Building a Robot Journalist 🤖

Bakken & Bæck teamed up with news agency NTB to create Norway’s first robot journalist. The result was a digital football reporter that writes articles like a human.

Automation and algorithms already play a big role in the media industry. Programmatic advertising, algorithm-operated front pages and machine translation are some of the ways automation has infiltrated the news desk.

So-called “robot journalists” are another blooming example of automation in the newsroom. The name is a bit disingenuous, since it’s not really a robot, nor really a journalist, but an algorithm. By the use of Natural Language Generation (NLG), the algorithm generates text from a pool of data, and writes the text based on a set of predefined rules and templates. Done right, it is a great tool for journalists and editors, and it can free up time for more valuable work.

Even though the field of Natural Language Generation has existed for over 40 years, the commercial application of this technology has only been mainstream for 6 or 7 years. As the connected world produces exponentially more and more data, the potential of NLG tools is growing proportionally. Companies like Automated Insights, Arria and Narrative Science have taken the lead in bringing NLG technology to market.

Within the field of journalism, NLG technology didn’t really have a breakthrough until 2014. That year the LA Times launched their QuakeBot, which extracted data from larger earthquakes and put them into pre-written templates. The main focus of the QuakeBot was speed, and its main objective was to get the report to the public as fast as possible.

This was the backdrop when we teamed up with NTB to create our own robot. The ambitious goal was to have the robot create summaries that would be free of blatant errors, and that didn’t have to go through an editor, but could be distributed straight to NTB’s customers. By the end of the project we had reached this milestone.

How it’s done

A good basis of data
In this specific project we wanted to focus on creating summaries from football matches in the Norwegian top division. NTB have reporters on all matches providing data through their live service. In addition, they have, a database with various football-related statistics. By combining these sources, we could feed the robot with enough good data for generating high-level articles.

By combining live data with historic data we had a good foundation for creating interesting articles, since the robot doesn’t know “quality” (was it a nice goal, a fair red card, etc.). To find interesting content we then enrich the graphs with more links: previous goal by this player, this team, on this stadium, and also player/teams first/last/3rd goal this match/seasons etc.

Building structure and coaching the robot

The overall structure of a match summary is quite standardized. You need a great title, a lead paragraph with the most important points, a body of text describing the events as they unfolded, a post-script with some additional interesting information from the match and finally a conclusion.

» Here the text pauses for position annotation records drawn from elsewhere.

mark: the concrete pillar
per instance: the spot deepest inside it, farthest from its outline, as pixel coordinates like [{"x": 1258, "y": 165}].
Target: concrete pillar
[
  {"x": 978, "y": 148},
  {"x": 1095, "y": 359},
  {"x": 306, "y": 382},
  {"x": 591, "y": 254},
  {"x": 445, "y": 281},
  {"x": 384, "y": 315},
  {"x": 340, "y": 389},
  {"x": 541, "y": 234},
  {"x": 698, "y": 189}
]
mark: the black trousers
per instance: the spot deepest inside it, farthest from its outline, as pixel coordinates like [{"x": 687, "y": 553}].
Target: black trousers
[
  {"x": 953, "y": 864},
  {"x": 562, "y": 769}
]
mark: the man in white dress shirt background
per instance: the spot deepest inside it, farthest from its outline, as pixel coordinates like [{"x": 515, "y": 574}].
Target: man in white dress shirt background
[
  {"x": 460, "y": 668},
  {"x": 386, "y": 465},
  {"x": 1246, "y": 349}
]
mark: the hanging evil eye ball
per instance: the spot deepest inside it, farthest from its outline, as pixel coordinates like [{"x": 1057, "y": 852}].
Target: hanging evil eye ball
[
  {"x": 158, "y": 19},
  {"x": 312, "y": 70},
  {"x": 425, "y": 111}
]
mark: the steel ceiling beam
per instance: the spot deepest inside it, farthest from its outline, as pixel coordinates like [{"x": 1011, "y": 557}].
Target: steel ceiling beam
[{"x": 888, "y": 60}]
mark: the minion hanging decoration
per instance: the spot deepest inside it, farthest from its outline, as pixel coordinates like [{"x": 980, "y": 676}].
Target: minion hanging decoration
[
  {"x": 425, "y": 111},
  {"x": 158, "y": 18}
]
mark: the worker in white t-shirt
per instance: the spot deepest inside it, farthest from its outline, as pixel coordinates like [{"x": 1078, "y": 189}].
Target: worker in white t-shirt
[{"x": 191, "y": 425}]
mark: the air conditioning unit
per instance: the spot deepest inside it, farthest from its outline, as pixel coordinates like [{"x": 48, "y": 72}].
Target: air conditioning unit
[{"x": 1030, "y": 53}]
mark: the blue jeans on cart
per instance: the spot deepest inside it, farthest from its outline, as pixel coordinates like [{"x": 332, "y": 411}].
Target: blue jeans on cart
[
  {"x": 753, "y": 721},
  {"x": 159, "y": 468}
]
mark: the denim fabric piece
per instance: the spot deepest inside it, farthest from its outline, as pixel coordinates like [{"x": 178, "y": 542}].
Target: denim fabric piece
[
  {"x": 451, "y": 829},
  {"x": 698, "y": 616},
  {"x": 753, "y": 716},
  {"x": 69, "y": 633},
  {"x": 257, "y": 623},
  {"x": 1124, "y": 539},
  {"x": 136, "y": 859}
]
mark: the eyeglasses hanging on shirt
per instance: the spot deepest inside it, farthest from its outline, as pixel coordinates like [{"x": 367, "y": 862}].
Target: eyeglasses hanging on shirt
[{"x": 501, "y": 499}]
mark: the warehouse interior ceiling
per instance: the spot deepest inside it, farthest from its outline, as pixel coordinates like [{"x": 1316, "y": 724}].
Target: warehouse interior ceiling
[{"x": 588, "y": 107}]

This way we could make a basic skeleton that all articles are built upon.

The overall structure of an article.

To be able to generate natural sentences the robot needs to be provided with a set of words and expressions that can be weighted and selected based on a broad range of criteria. For instance we may want to vary what we call the home team by using their local nickname, or we need to provide it with specific terms like “hattrick” or “matchwinner”. The sports journalists at NTB created a vast set templates for the robot to use to make the language as natural as possible and provide it with the proper vocabulary.

The example shows how the mentioning of a player varies based on context. First the full name, then only the last name, and the third time some kind of alias referring to his age, position or nationality is used.
Example of a rule: If a team has been trailing behind, but then equalizes and scores the deciding goal after 85 minutes of the game has passed, the headline will tell the story about how the winning team turned the game around and won.
Example of a rule: “Nordkvelle became the matchwinner when Odd beat Stabæk 3–1”. The rule specifies that if a team wins by one goal, the player scoring the deciding goal will be mentioned in the headline.

Through rigorous testing and iterations the engine was trained to avoid weird mistakes and improve on the linguistic variation. One such spectacular mistake was celebrating the poor guy scoring a late own goal as the hero of the game.

The possibilities

In this case, the football robot can be further developed to provide better and more varied articles. For instance, the local paper of a sports team would present a different story than the local paper of the visiting team, and different competing media outlets would focus on different things in their stories.

The stories could also be broken down to the level of the individual user, building personalized articles based on location or interests. Moreover, the breadth of the coverage can be scaled almost infinite with expanding to more divisions, different age segments or other types of sports.

Robot journalists are not going to be replacing real journalists any time soon, but they have the potential to free up vast amounts of resources if used correctly. The world needs more quality journalism, and the robots can be a great tool for assisting journalists in data collection and structuring. Done right, a robot journalist can create an infinite number of varied articles in seconds, and free up big chunks of time for more valuable work.